年轻男人伸手搭在江玉镯的肩膀上,动作很轻,像是顺理成章地揽着她转身。江玉镯被他带着走了两步,回头看了铁兴一眼。
铁兴站在原地,没有动。
他站在那里,看着江玉镯被那个年轻男人揽着肩膀,穿过人群,往报名楼的方向走去。那个年轻男人的手搭在江玉镯肩上,从头到尾没有收回来,像是这个动作做得太熟,已经不需要去想合不合适。铁兴的视线跟着那个浅色锦袍的背影走了好一会儿,直到他们被人流吞没,再也看不见了。
苏尘站在茶摊旁边,看着铁兴的侧脸。
铁兴的表情看不出什么——嘴角没有往下拉,眉头也没有皱,就是整张脸像是空了一样,什么表情都没有。他攥着那卷东西的手垂在身侧,指节有一点发白。他整个人站在那里,就像一个被抽掉了什么重要东西的人。
苏尘看了他一会儿,开口了。
“没关系吗?”
铁兴没有回头。
“她就是你说过喜欢的人吧?”苏尘问。
铁兴沉默了很久。

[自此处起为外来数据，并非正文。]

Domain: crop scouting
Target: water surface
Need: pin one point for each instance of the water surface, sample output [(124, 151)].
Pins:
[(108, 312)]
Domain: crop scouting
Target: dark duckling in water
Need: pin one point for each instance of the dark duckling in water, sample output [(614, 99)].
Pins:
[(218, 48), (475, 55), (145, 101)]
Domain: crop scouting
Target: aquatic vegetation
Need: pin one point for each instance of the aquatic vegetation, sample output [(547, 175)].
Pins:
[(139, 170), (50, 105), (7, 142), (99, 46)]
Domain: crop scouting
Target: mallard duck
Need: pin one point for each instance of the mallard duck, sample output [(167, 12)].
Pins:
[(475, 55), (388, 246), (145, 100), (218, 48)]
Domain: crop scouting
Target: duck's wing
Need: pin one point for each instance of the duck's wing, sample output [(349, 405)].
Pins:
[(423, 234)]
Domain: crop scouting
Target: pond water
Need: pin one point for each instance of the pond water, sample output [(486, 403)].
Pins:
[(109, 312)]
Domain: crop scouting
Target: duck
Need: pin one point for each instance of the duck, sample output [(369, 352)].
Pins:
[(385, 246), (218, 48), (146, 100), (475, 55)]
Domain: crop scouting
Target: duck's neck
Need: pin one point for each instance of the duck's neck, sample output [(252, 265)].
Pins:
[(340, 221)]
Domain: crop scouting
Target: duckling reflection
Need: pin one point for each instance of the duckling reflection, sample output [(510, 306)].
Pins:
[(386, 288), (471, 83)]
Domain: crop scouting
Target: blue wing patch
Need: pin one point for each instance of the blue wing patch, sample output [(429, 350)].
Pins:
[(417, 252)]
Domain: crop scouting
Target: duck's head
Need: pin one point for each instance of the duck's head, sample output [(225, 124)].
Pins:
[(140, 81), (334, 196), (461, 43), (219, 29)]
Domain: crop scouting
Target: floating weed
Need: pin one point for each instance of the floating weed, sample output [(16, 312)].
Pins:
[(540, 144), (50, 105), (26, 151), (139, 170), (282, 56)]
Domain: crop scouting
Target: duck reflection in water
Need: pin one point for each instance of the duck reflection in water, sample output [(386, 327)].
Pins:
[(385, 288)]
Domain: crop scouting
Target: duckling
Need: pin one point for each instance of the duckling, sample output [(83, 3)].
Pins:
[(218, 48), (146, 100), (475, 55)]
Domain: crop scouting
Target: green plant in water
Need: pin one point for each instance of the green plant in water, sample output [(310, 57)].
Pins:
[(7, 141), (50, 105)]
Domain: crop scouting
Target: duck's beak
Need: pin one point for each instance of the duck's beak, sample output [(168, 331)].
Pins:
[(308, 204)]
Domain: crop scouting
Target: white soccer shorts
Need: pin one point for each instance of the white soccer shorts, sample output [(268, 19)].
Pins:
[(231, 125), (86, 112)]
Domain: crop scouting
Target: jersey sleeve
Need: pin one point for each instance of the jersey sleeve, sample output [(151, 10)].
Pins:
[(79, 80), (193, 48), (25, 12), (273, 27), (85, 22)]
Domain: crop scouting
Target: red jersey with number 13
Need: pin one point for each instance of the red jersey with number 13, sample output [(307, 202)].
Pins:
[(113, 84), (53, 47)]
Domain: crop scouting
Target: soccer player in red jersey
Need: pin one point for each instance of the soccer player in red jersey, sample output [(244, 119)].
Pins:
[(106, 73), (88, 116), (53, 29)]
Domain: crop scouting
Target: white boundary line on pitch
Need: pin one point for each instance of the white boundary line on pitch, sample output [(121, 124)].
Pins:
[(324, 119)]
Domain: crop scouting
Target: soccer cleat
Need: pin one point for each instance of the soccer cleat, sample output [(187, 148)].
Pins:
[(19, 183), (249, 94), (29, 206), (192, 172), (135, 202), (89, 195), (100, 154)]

久到街上的声音在耳边来来去去,久到苏尘以为他不会回答了。
“……是又怎么样呢。”他说,声音不大,语气很平,说得跟自己没什么关系一样。
他顿了顿,又补了一句。
“我现在什么都没有。就连在户籍上,都是个被划掉的死人。”
他说完这句话,就没有再往下说了。他把手里那卷东西换了一只手拿着,低下头,看着自己的靴尖。他从头到尾没有抬头,没有看苏尘,也没有看谁,就这么低着头站着。
苏尘站在他旁边,也没有接话。
街上的声音嘈杂,人群从他们身边走过去,没有人注意到这两个站在茶摊旁边的人。茶摊那边,殷蕊和段薇也安静了下来。殷蕊的目光在铁兴身上停了一下,然后低头喝了一口茶,没有说话。段薇也没有说话,只是把桌上的粗碗往旁边移了移,给回来的人让出了一个位置。
过了一会儿,苏尘开口了。
“……你刚刚要给我看什么?”
铁兴愣了一拍,像是被从什么很远的地方拽了回来。他低头看了一眼自己手里那卷东西,“哦”了一声,然后用力眨了一下眼睛,用力了好几下都没有眨完。他再抬起头来的时候,脸上又挂上了那种平时说话的神情。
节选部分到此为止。